Kaido's crimson eyes narrowed. A low growl resonated deep within his chest, vibrating the rubble-strewn courtyard stones. Then he shifted. Scales erupted across his skin in a deafening cascade, bones cracking and elongating with wet, violent snaps. Azure plates gleamed dully beneath smoke-stained clouds.. The immense silhouette of the Azure Dragon blotted out the failing light. Goro scrambled backward, knees scraping stone, hammer forgotten. Kenji froze mid-climb on the gate beam, banner dangling limp. Hideshi buried his face in debris. Heat shimmered off Kaido's colossal form, a furnace wind rippling torn banners. Massive muscles coiled. His horned head lifted, jaws yawning wide—a cavernous maw lined with obsidian teeth. Goro glimpsed the churning vortex deep within: molten crimson mixed with swirling blue-black energy, gathering violent momentum with a low, gathering roar that shook loose stones.

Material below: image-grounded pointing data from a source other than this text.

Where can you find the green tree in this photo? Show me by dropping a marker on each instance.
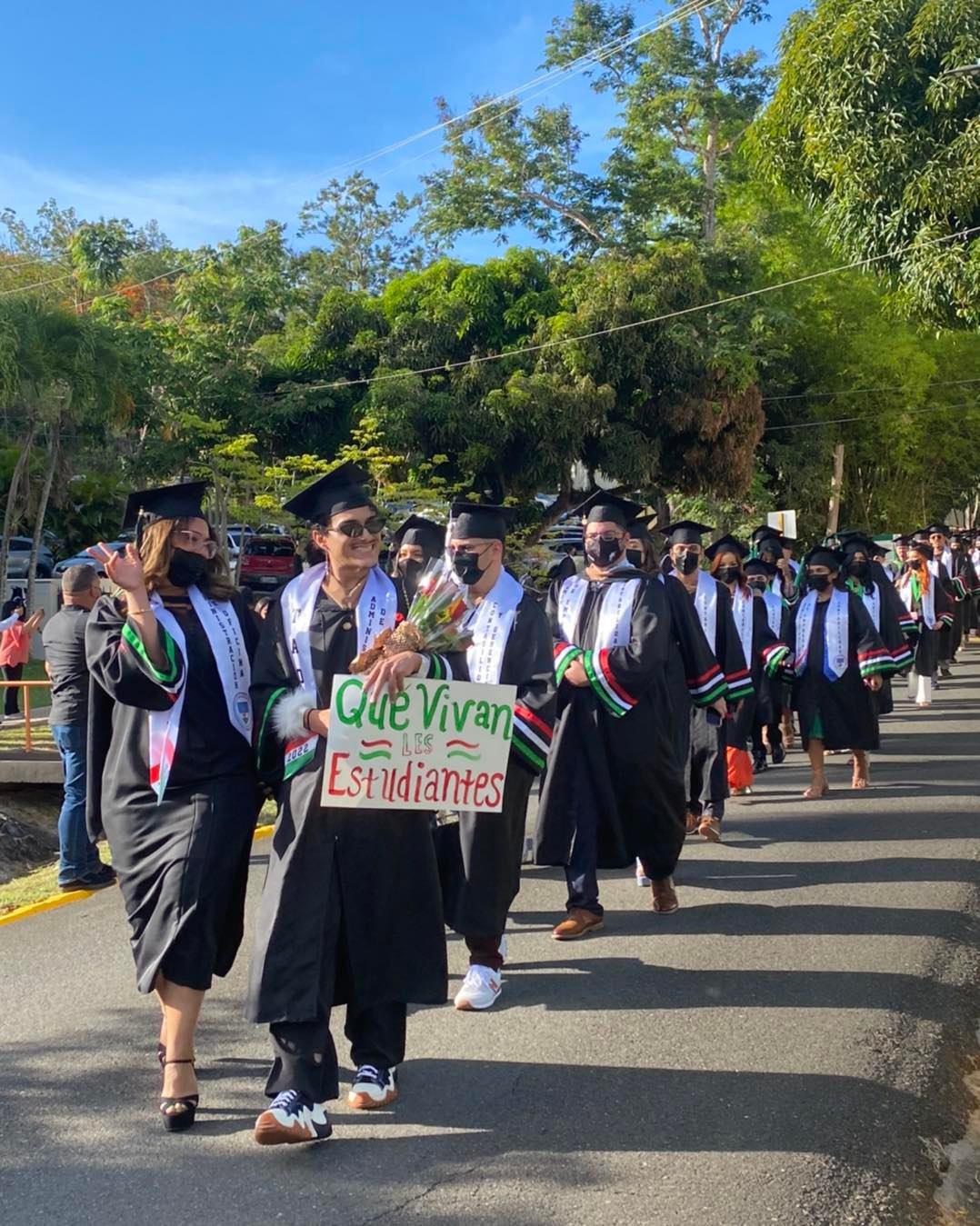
(868, 127)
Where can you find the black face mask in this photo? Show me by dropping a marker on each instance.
(466, 564)
(186, 569)
(601, 552)
(410, 570)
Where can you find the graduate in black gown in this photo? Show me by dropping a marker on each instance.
(868, 580)
(171, 776)
(351, 911)
(512, 645)
(415, 543)
(706, 772)
(926, 607)
(762, 646)
(838, 663)
(615, 787)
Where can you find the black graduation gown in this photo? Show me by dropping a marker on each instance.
(182, 862)
(492, 843)
(390, 945)
(706, 770)
(768, 651)
(695, 677)
(622, 764)
(891, 628)
(844, 709)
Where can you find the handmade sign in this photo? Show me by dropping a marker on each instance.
(436, 745)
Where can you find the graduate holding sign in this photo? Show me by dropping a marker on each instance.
(512, 645)
(615, 789)
(171, 776)
(351, 909)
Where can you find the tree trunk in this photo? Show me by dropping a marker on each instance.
(55, 446)
(836, 482)
(24, 459)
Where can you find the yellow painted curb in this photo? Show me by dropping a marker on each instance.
(60, 900)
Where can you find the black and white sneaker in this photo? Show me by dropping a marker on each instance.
(291, 1118)
(373, 1088)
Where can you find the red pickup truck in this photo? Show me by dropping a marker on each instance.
(267, 563)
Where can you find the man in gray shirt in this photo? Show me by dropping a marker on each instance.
(79, 867)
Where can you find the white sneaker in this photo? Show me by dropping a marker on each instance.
(480, 988)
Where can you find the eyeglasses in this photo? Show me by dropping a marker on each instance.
(355, 529)
(195, 542)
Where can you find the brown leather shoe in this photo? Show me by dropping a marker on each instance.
(578, 923)
(710, 829)
(665, 896)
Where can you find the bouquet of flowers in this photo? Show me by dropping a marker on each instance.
(435, 622)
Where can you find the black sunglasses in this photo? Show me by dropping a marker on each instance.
(355, 529)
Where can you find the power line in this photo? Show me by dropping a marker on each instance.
(687, 9)
(639, 323)
(859, 392)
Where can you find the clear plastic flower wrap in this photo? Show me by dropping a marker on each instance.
(435, 621)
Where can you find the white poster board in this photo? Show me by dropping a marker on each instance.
(784, 523)
(436, 745)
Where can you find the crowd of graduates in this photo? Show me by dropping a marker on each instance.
(652, 684)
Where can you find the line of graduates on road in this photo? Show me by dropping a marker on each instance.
(636, 682)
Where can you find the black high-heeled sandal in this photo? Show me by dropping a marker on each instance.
(182, 1120)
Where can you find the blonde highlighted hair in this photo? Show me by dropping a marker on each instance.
(156, 551)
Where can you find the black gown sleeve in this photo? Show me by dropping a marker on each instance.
(703, 674)
(119, 664)
(530, 646)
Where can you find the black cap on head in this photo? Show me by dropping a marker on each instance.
(685, 533)
(726, 544)
(340, 491)
(606, 508)
(477, 520)
(825, 557)
(417, 530)
(168, 503)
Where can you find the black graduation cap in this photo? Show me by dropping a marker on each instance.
(480, 520)
(822, 555)
(726, 544)
(417, 530)
(168, 503)
(685, 533)
(340, 491)
(857, 543)
(603, 506)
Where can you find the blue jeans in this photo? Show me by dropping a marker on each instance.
(79, 854)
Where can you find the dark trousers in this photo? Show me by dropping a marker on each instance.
(305, 1058)
(11, 673)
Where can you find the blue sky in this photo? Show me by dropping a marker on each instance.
(207, 115)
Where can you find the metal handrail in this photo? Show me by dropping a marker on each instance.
(26, 687)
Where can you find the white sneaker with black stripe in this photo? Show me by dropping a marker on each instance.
(292, 1117)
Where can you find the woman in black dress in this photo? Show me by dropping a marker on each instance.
(838, 664)
(171, 764)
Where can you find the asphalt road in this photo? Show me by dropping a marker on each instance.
(786, 1049)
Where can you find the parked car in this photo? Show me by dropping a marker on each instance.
(267, 562)
(20, 555)
(84, 558)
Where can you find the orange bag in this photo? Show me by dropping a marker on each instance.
(740, 768)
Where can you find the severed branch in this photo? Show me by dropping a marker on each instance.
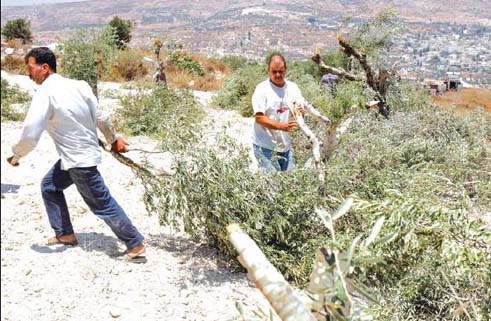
(282, 297)
(297, 115)
(336, 71)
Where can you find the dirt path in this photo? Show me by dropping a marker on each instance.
(181, 280)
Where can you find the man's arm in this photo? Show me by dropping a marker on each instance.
(34, 125)
(267, 122)
(104, 124)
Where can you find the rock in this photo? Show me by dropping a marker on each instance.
(115, 313)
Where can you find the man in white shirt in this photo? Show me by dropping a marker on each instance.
(271, 103)
(68, 110)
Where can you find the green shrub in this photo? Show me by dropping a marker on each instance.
(12, 95)
(86, 56)
(125, 66)
(235, 62)
(180, 59)
(18, 29)
(173, 116)
(120, 31)
(237, 91)
(14, 64)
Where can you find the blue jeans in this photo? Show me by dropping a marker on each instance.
(91, 186)
(271, 161)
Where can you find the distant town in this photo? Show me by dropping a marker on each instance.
(433, 43)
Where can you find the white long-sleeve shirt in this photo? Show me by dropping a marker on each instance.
(67, 109)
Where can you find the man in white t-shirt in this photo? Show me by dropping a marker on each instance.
(271, 103)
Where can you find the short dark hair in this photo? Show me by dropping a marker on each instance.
(42, 55)
(275, 54)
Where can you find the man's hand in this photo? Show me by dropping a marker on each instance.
(326, 120)
(299, 107)
(119, 146)
(291, 126)
(11, 161)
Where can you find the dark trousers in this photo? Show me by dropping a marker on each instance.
(91, 186)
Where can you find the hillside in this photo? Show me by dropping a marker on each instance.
(246, 27)
(466, 100)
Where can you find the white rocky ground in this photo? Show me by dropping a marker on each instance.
(182, 279)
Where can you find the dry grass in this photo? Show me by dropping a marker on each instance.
(215, 73)
(466, 100)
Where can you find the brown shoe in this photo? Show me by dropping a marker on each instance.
(135, 252)
(68, 239)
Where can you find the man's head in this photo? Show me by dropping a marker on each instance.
(41, 62)
(277, 69)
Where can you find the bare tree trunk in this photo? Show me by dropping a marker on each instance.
(376, 83)
(282, 297)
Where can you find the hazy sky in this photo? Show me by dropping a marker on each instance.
(33, 2)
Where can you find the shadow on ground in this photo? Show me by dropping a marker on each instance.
(9, 188)
(201, 261)
(89, 242)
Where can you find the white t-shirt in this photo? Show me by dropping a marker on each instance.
(67, 109)
(273, 102)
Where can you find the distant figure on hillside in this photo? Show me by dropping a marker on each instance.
(329, 80)
(159, 77)
(68, 110)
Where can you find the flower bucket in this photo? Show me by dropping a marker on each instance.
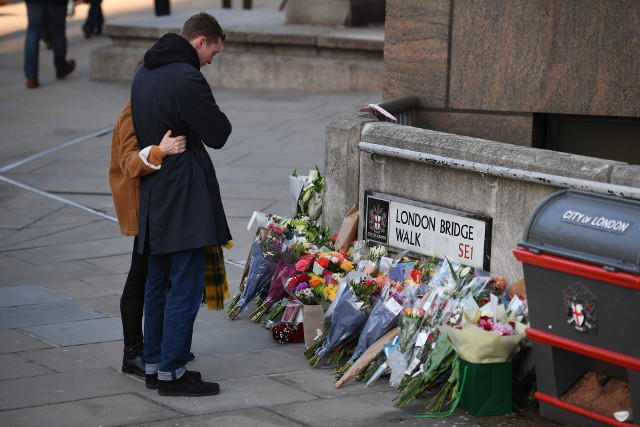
(486, 388)
(312, 316)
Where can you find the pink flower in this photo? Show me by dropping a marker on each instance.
(304, 262)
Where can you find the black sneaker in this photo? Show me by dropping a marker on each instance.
(151, 380)
(188, 385)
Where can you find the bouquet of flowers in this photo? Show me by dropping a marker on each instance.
(265, 254)
(368, 290)
(306, 288)
(382, 319)
(452, 302)
(289, 329)
(285, 269)
(343, 322)
(410, 324)
(304, 228)
(309, 201)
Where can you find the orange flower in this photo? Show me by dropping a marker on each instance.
(315, 281)
(324, 262)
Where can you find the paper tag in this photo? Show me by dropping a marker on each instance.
(393, 306)
(415, 362)
(317, 269)
(253, 218)
(421, 339)
(385, 264)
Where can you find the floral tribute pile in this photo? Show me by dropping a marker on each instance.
(408, 320)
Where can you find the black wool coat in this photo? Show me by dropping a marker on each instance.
(180, 205)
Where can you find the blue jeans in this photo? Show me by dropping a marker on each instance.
(172, 297)
(57, 16)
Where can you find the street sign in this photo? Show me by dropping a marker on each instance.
(426, 229)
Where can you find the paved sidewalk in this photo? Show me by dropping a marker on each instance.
(63, 261)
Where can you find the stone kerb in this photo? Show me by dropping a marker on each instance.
(260, 53)
(509, 201)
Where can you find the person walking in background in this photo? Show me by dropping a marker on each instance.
(93, 24)
(181, 209)
(128, 163)
(55, 11)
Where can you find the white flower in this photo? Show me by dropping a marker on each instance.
(313, 175)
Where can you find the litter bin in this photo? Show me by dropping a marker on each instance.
(581, 263)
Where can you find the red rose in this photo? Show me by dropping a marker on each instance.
(324, 262)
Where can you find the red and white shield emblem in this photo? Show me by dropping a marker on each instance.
(578, 315)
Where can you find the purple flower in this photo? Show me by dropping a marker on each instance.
(301, 286)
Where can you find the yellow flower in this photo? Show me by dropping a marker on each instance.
(346, 265)
(329, 292)
(315, 281)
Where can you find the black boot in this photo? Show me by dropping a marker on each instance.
(132, 361)
(131, 312)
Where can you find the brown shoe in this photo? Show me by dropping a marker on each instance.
(32, 82)
(71, 65)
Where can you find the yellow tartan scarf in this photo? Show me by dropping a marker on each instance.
(216, 286)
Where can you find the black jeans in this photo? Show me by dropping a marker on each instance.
(132, 301)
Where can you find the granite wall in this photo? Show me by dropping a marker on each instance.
(482, 68)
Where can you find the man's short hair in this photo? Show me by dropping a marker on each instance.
(202, 24)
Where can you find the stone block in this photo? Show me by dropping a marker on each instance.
(511, 129)
(502, 195)
(416, 51)
(545, 56)
(335, 12)
(341, 166)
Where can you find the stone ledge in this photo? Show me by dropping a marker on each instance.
(261, 52)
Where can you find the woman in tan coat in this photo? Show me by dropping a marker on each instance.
(128, 164)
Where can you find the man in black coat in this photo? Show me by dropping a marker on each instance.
(181, 208)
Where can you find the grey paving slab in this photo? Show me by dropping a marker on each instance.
(14, 341)
(14, 366)
(59, 214)
(22, 272)
(28, 294)
(23, 238)
(85, 288)
(224, 366)
(111, 283)
(117, 263)
(72, 251)
(65, 387)
(98, 229)
(359, 410)
(79, 357)
(118, 410)
(108, 305)
(79, 332)
(241, 207)
(320, 382)
(234, 394)
(215, 333)
(44, 314)
(255, 417)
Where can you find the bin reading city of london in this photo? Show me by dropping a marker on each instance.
(581, 263)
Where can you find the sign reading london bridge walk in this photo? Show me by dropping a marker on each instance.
(427, 229)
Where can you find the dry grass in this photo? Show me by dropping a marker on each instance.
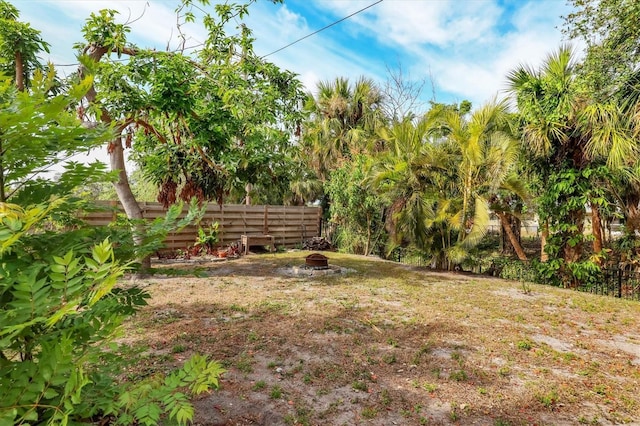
(389, 344)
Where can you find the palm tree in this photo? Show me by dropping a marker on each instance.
(413, 177)
(343, 120)
(570, 136)
(488, 153)
(439, 174)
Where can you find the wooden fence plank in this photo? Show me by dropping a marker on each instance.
(289, 225)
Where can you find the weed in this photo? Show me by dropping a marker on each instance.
(244, 364)
(389, 358)
(178, 349)
(430, 387)
(548, 399)
(458, 376)
(238, 308)
(359, 386)
(252, 336)
(600, 389)
(453, 413)
(424, 349)
(276, 392)
(260, 384)
(369, 413)
(436, 372)
(385, 398)
(524, 345)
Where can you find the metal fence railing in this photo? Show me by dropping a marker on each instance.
(619, 282)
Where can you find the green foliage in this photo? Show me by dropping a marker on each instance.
(355, 208)
(19, 46)
(611, 33)
(206, 123)
(207, 239)
(60, 310)
(38, 130)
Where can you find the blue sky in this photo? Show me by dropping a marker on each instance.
(462, 48)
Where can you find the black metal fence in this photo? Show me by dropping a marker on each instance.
(621, 283)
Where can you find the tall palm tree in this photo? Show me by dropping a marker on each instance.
(570, 136)
(343, 119)
(439, 174)
(413, 177)
(488, 154)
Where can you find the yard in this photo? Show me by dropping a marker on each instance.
(387, 344)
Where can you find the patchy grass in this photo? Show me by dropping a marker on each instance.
(391, 344)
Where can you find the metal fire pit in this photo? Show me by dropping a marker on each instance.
(317, 261)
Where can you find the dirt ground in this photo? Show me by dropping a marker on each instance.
(384, 344)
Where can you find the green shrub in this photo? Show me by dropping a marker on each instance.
(60, 310)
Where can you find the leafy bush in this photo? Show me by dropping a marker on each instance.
(60, 310)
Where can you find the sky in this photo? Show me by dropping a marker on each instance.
(460, 49)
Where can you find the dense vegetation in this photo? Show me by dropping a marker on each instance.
(223, 124)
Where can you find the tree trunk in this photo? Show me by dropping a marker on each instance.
(573, 253)
(596, 228)
(125, 195)
(116, 158)
(632, 216)
(19, 72)
(513, 239)
(544, 256)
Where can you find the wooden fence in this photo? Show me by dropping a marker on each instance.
(289, 225)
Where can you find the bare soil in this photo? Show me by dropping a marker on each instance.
(387, 344)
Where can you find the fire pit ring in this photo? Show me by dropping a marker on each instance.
(317, 261)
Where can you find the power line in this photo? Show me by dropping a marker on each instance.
(321, 29)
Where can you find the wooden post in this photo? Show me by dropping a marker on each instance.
(266, 220)
(248, 187)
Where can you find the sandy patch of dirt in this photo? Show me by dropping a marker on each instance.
(390, 345)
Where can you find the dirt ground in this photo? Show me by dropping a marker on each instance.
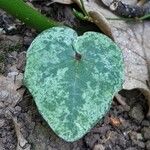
(123, 128)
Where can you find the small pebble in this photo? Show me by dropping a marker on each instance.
(137, 113)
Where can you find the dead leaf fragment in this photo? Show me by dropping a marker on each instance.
(115, 121)
(133, 39)
(63, 1)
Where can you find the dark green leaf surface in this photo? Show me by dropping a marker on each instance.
(73, 94)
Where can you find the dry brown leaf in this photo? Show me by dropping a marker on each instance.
(133, 38)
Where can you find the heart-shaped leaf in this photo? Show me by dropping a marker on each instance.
(73, 78)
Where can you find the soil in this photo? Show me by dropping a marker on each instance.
(123, 128)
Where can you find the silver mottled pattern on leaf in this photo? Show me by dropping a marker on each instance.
(73, 95)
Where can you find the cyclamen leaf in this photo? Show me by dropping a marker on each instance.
(73, 78)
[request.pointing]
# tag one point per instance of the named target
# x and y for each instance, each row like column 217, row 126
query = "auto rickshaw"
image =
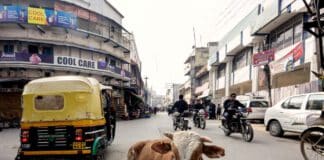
column 66, row 116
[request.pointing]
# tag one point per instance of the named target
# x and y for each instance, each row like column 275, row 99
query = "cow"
column 182, row 145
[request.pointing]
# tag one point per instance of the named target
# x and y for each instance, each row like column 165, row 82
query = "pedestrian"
column 218, row 112
column 212, row 109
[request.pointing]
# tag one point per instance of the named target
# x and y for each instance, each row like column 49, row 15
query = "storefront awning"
column 136, row 98
column 204, row 94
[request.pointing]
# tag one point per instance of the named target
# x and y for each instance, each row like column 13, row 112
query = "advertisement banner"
column 264, row 57
column 13, row 14
column 36, row 16
column 65, row 19
column 287, row 62
column 75, row 62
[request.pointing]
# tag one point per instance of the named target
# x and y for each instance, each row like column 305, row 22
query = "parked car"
column 256, row 106
column 290, row 114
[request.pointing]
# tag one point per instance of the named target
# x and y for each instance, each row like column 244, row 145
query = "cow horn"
column 169, row 135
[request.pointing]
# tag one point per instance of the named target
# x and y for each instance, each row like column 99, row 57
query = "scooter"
column 199, row 119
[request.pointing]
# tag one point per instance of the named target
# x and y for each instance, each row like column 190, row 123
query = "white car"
column 290, row 114
column 256, row 106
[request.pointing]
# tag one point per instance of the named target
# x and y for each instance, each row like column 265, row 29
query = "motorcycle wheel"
column 202, row 124
column 247, row 132
column 311, row 144
column 175, row 125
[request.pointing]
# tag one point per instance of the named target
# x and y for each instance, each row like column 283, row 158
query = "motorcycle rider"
column 230, row 107
column 197, row 106
column 180, row 106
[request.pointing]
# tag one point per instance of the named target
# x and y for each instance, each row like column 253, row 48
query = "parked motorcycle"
column 238, row 124
column 180, row 122
column 199, row 119
column 312, row 139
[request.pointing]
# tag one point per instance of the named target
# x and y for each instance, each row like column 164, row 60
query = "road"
column 263, row 146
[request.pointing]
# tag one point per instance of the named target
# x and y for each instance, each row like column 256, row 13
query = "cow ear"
column 161, row 147
column 169, row 135
column 213, row 151
column 205, row 139
column 135, row 150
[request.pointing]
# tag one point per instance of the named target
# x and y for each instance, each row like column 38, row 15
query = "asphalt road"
column 263, row 146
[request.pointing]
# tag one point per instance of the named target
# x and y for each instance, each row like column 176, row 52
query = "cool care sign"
column 75, row 62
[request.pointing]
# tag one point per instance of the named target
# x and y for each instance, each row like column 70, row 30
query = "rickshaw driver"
column 109, row 114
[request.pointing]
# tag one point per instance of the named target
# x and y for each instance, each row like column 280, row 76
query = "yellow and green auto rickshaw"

The Blast Breath detonated. Not flame, but pure, coruscating annihilation. A searing torrent of crimson-blue plasma ripped the horizon apart. It struck a distant forest miles beyond the crags—an emerald smudge Goro had known since childhood. The world flashed blinding white. Then came the sound: an apocalyptic thunderclap rolling over shattered hills a heartbeat later. Goro saw it unfold in terrifying slow-motion beneath Kaido's shadow: trees vaporized in an instant, leaving only charred stumps and boiling earth. A mountain of displaced earth and superheated air mushroomed upward, swallowing valleys whole. The shockwave hit moments later—a scorching gale tearing at clothes, flattening furrows through debris-littered courtyard, forcing Goro to shield his eyes. Silence followed, profound and deafening. Only the ozone sting remained—sharp, acrid, tasting of lightning and endings.

Scales melted back into flesh; horns receded; Kaido landed amidst settling dust, his feet cracking fractured cobblestones anew. He stood humanoid once more, ash drifting from his simple kimono sleeves. He didn't glance at the smoldering scar now etched across the distant landscape. His crimson gaze locked solely on Goro's ash-streaked face, eyes wide with petrified awe. Kaido's thumb pointed casually over his shoulder toward the still-expanding column of destruction visible on the horizon—a pillar of fire and smoke painting the twilight sky crimson-black. "Weak fires?" he rumbled, the words scraping Goro's frayed nerves raw. His scaled lips curved into something predatory, humorless. "**Use that, then.**" The raw chakra-fueled devastation wasn't an answer. It was the forge hammer itself. The command echoed: Melt your stone in *that*. Forge your kanabō in fires hotter than dragon's wrath. Or shatter. Goro stared at the apocalyptic horizon, then down at his own trembling, scarred hands. The Stone Crags felt suddenly soft.